The snob value issue, is not so much about having just what their friends have, as having what no-one in the lower orders could possibly have.

Mechanical watches are fundamentally different from quartz, but your imagined SmartPatek would simply be some the same electronics in a Platinum case.

You seem to be claiming that for some reason the category of thing on your wrist will change from this is where I show my good taste and breeding, to this is where I have the very latest gadget. Why would it do that?

Old and new money will have differing opinions of what good taste is, of course. Among some types it's an insult to say that someone "bought all his own furniture"

Absolutely no-one who wants to be well thought of wears a quartz watch - "Oh my goodness me, Blancpain don't make quartz - who could be seen with one of those.. How terribly arriviste!"

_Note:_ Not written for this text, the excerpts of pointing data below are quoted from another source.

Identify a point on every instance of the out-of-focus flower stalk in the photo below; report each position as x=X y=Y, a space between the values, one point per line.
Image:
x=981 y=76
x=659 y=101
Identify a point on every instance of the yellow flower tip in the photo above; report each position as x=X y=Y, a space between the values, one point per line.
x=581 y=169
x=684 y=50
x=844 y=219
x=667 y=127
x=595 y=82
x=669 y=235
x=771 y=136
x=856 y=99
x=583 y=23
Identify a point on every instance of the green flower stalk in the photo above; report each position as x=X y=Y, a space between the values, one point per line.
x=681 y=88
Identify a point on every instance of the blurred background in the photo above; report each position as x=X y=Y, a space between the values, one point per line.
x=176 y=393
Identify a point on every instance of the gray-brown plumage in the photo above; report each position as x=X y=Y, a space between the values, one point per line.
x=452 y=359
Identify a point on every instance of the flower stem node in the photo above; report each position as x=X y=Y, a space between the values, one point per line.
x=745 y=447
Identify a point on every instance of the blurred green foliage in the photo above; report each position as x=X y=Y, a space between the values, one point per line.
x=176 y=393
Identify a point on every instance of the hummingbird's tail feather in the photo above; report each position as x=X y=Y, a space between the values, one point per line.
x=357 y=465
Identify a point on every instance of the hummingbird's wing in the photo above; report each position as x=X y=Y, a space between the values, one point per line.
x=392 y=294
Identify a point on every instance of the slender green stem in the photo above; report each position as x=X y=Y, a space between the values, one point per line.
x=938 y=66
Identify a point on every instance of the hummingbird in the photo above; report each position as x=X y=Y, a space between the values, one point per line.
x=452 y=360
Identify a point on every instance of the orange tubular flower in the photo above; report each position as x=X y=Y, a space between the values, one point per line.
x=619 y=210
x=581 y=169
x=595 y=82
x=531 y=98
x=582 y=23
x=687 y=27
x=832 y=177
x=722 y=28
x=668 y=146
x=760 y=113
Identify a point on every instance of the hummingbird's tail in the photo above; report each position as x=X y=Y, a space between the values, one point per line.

Comment Re:Missing the point (Score 1) 399

So, dividing his net worth by 100 (let's say he lives for 100 years) and then relating that to a high estimate of the cost of that watch. (I bet he doesn't have one that's inlaid with diamonds so I am sure I will be overestimating.)
  • We get:
  • 65 billion / 100 call it $600 x 10 ^6.
  • 600 x 10^6 / $12,000 is .002%

I am sure he could choose a 19th century antique that was made for some historical figure, instead he spends one 50 thousandth part of what he could spend in a year.

Even if you get that casio for £10 (it seems to be listed at about £20) then to be doing a Buffet, you need to have £mid six figures per annum to be at the same proportion.

He doesn't really feel the need to have sparkly things to show that he has more money than you, does he?

Comment Re:I think they are right - for now (Score 1) 399

My suggestion is that a mobile phone / smartphone of any variety is a particular kind of item. It is a gadget.

I think it's unlikely that 4-or-5 figure value watch buyers would choose the latest shockproof casio over something handmade and mechanical. Exclusivity is key for them. There are comments on this thread to the effect that their goal is "no hoi polloi have what I have."

My evidence that they will choose "jewellery" and "tradition" and "timeless quality" is that this is what they do already.

Given that wearing a smartwatch means you can't wear a clockwork antique what will they choose to do? Be seen with a £8,000 inaccurate-but-durable "timepiece" or be seen with a £600 superduper smartwatch - which one has more snob value?